Supermarket and hypermarket chain in Saudi Arabia

BinDawood Stores is a supermarket and hypermarket chain in Saudi Arabia. It is owned by BinDawood Holding. The first BinDawood store was opened in Mecca, Saudi Arabia in 1984. As of August 2020, BinDawood operates 27 hypermarkets and supermarkets in the Kingdom in major cities such as Mecca and Madinah.
In 2018, BinDawood superstores released the findings from an international survey conducted by Nielsen on behalf of BinDawood that was designed and developed to promote health awareness for those undertaking their Hajj pilgrimage. The survey was conducted across six of the source markets for Hajj pilgrims, Saudi Arabia, Pakistan, Egypt, Bangladesh, India and Indonesia.
In April 2019, the BinDawood App, a digital eCommerce platform was launched.

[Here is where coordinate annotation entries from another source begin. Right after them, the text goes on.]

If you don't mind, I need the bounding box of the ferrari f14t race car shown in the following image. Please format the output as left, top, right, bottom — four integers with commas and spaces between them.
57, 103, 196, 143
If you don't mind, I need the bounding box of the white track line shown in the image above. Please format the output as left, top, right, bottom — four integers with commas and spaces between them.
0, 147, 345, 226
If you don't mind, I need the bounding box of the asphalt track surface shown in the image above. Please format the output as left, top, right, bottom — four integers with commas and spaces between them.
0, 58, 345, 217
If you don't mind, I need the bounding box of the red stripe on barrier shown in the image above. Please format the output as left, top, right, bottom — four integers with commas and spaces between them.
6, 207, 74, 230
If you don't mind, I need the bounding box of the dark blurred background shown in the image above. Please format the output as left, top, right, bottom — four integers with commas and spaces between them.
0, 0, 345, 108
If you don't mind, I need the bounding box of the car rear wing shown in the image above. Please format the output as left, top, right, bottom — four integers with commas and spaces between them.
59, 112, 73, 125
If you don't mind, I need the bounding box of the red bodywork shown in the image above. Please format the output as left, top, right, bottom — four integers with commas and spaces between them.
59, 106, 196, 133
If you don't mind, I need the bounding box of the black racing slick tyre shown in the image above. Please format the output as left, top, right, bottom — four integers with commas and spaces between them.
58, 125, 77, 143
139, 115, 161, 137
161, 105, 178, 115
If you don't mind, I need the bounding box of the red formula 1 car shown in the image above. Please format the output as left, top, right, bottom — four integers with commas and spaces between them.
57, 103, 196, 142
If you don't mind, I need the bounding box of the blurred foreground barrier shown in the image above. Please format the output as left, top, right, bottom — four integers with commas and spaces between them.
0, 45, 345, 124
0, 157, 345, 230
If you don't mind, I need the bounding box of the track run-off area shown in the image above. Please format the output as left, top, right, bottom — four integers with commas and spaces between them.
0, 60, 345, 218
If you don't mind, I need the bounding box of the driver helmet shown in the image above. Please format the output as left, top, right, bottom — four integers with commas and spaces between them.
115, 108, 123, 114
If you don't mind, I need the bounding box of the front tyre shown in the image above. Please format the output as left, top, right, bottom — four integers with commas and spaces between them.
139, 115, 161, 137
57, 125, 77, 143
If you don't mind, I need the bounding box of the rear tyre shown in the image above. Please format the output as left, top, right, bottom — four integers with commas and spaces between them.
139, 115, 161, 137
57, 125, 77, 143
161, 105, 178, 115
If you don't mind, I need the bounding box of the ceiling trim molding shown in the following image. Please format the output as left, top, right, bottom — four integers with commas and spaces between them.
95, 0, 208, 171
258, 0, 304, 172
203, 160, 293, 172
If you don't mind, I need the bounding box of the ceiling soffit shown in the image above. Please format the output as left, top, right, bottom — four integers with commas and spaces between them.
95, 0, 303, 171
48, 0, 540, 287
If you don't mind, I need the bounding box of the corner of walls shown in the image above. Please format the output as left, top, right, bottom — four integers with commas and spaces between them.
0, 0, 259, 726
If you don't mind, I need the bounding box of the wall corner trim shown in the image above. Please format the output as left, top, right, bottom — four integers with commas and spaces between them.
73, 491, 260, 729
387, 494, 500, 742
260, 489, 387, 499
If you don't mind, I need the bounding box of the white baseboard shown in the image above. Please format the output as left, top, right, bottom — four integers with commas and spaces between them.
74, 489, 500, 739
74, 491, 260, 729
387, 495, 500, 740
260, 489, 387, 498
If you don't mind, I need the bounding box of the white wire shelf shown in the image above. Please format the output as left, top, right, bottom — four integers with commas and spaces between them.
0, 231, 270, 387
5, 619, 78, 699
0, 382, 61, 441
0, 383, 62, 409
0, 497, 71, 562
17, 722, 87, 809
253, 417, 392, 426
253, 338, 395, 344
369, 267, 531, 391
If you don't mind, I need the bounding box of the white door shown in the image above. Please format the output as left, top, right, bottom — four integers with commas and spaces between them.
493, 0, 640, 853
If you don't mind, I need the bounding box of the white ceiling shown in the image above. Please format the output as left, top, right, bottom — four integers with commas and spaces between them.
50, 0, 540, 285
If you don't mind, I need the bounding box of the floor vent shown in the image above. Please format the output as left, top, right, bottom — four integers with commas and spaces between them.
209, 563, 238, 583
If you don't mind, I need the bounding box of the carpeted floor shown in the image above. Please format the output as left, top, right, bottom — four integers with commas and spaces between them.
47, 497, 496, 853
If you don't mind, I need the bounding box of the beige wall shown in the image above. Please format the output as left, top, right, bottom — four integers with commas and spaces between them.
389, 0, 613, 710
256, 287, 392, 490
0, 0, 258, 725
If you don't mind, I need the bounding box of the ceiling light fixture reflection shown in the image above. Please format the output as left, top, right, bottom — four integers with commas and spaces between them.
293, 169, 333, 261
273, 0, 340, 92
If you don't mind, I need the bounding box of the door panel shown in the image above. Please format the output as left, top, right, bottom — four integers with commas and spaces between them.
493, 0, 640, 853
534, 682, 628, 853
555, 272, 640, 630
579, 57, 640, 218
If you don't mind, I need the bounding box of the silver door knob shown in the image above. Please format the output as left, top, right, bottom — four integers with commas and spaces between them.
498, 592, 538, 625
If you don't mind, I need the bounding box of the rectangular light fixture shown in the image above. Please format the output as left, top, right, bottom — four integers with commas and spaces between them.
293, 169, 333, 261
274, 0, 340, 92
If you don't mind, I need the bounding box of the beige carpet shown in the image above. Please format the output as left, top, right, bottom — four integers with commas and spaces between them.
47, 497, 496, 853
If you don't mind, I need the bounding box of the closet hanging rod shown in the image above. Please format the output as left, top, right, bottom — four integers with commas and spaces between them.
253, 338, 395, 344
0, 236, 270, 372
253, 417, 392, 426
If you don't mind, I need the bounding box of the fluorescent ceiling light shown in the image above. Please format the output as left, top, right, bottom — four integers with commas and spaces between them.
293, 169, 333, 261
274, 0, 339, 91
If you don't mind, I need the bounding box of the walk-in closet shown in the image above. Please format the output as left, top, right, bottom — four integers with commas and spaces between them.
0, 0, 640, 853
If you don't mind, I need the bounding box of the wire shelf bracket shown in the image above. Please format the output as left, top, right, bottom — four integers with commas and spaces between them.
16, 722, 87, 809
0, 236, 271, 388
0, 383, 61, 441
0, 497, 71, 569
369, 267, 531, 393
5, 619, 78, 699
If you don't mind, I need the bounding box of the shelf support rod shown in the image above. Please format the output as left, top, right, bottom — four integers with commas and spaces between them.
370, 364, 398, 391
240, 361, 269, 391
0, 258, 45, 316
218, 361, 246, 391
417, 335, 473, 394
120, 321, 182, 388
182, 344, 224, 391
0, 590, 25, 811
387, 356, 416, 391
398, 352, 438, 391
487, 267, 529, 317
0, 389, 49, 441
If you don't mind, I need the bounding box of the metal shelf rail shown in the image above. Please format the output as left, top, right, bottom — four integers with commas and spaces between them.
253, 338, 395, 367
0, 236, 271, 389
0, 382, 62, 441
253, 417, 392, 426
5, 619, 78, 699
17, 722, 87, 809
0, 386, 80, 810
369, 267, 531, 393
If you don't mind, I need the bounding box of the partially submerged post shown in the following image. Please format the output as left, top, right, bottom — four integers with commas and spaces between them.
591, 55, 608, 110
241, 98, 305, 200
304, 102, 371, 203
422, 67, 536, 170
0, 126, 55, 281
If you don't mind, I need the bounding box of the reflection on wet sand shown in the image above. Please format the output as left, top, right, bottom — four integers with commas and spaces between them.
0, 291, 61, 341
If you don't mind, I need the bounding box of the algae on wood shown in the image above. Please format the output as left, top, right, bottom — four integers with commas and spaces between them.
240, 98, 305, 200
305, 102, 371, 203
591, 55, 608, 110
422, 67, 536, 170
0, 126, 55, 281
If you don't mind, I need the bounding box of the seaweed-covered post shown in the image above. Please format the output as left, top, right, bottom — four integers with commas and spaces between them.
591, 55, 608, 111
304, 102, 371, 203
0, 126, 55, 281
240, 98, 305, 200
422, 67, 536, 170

In July 2022, BinDawood Holding Co. received approval from its shareholders to acquire an 80.5 percent stake in Ykone, a subsidiary of French TF1 Group. The acquisition would be made through its newly established French subsidiary Future Retail for Information Technology Co, and it will assist Ykone in improving the technology platform to enable the company to expand into other industries and verticals and to gain deeper access to the Middle Eastern markets.

== Financial performance ==
For the years 2020 and 2021, BinDawood Holding Co. posted revenues of SR 5.1 billion and SR 4.3 billion, with profits of SR 447 million and SR 240 million, respectively.